Il “breve” si riferiva al tempo trascorso dal suo insediamento, non voleva essere un vaticinio. Prima ancora, nel dicembre 2012, ti scrissi: «Dopo la stagione di Mani pulite (…) trovo ottima l’idea di lanciare nuove star della democrazia all’insegna del motto “Mani libere”. Il neoassessore, infatti, non voleva vincoli, non voleva troppi impegni, voleva continuare a fare il suo mestiere di cantautore, non voleva “avere nulla a che fare con i politici”, non voleva la delega alla Cultura ma solo al Turismo e spettacolo, in realtà non voleva fare neanche l’assessore (“Se mi chiamate assessore mi offendo. Chiamatemi Franco e sarò franco”), voleva potersene andare in qualsiasi momento (“È un senso di libertà per me libero anche di poter lasciare l’incarico”), e soprattutto voleva aiutare la Sicilia con un programmatico “Non ho programmi”. Il tutto all’insegna della serietà (“Il mio può essere soltanto un impegno limitato, mirato a determinati progetti, altrimenti dovrei cambiare mestiere. E io sono una persona seria: non posso e non voglio cambiare mestiere”)».

Iniziò poi – ti informai anche su questo – a lamentarsi come un politico qualsiasi o un indignato qualsiasi (succede inevitabilmente quando l’indignato assume responsabilità politico-amministrative) per il fatto che non c’erano i soldi per i suoi progetti («Non c’è un solo euro, hanno rubato tutto. (…) Ci sono tante porcherie, troppe. (…) Dimenticatevi i Grandi eventi e il Circuito del Mito»). Dal poco al nulla.
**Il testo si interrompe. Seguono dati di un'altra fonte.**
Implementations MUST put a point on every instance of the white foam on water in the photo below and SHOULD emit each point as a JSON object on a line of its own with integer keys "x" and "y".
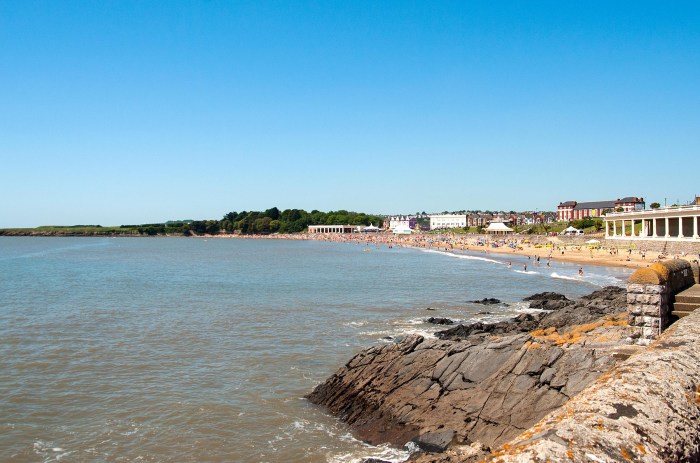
{"x": 461, "y": 256}
{"x": 382, "y": 452}
{"x": 360, "y": 323}
{"x": 565, "y": 277}
{"x": 528, "y": 272}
Bene, l’assessore che voleva avere le mani libere, che rivendicava il diritto al suo tempo libero, è incappato nell’eccesso di parole in libertà. “Troie” non è propriamente una novità detto di parte della componente femminile del Parlamento italiano. L’elenco di chi si è già esibito in questo e in altri complimenti sarebbe lungo. Il problema è il contesto, il ruolo di chi lo dice e il luogo in cui lo si dice, la cornice istituzionale (assessore regionale in audizione al Parlamento europeo) conta. L’abito non fa il monaco, ma se indossi un saio non puoi comportarti come se non lo indossassi. Dopo l’illusione della fantasia al potere abbiamo propinato agli italiani quella dell’indignazione e del “vaffa” al potere, e ci hanno creduto. Adesso si accorgono che anche se non vogliono cambiare mestiere devono almeno cambiare linguaggio, se non talvolta cambiare idea.
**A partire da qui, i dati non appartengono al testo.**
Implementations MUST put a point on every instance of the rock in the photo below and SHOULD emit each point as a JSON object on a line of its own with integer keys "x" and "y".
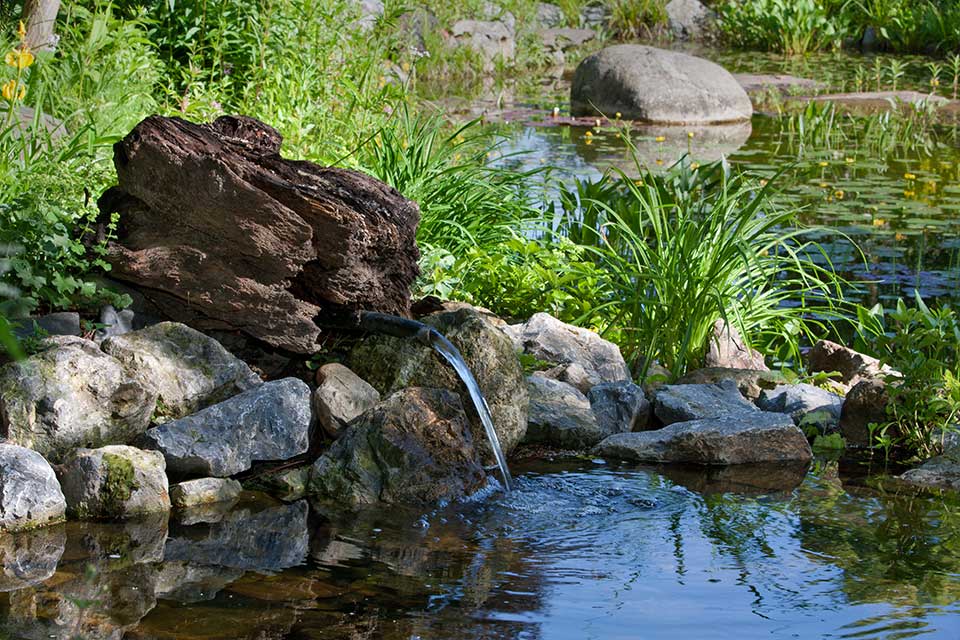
{"x": 750, "y": 382}
{"x": 30, "y": 494}
{"x": 683, "y": 402}
{"x": 801, "y": 402}
{"x": 114, "y": 482}
{"x": 204, "y": 491}
{"x": 414, "y": 448}
{"x": 865, "y": 404}
{"x": 188, "y": 370}
{"x": 560, "y": 416}
{"x": 71, "y": 395}
{"x": 655, "y": 85}
{"x": 619, "y": 407}
{"x": 390, "y": 364}
{"x": 730, "y": 439}
{"x": 340, "y": 397}
{"x": 546, "y": 338}
{"x": 220, "y": 232}
{"x": 726, "y": 348}
{"x": 269, "y": 422}
{"x": 689, "y": 19}
{"x": 492, "y": 40}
Il massimo è quando lo fanno con la più assoluta nonchalance. Sentire Susanna Camusso uscire dal colloquio con il presidente del Consiglio pre-incaricato e dichiarare candidamente a telecamere e taccuini che priorità per il sindacato della sinistra era l’abolizione dell’Imu sulla prima casa è stato per me godimento puro. Che quella vecchia t… del Cav. avesse ragione? No! Non si può dire. Non si può dire troia? No, non si può dire ragione!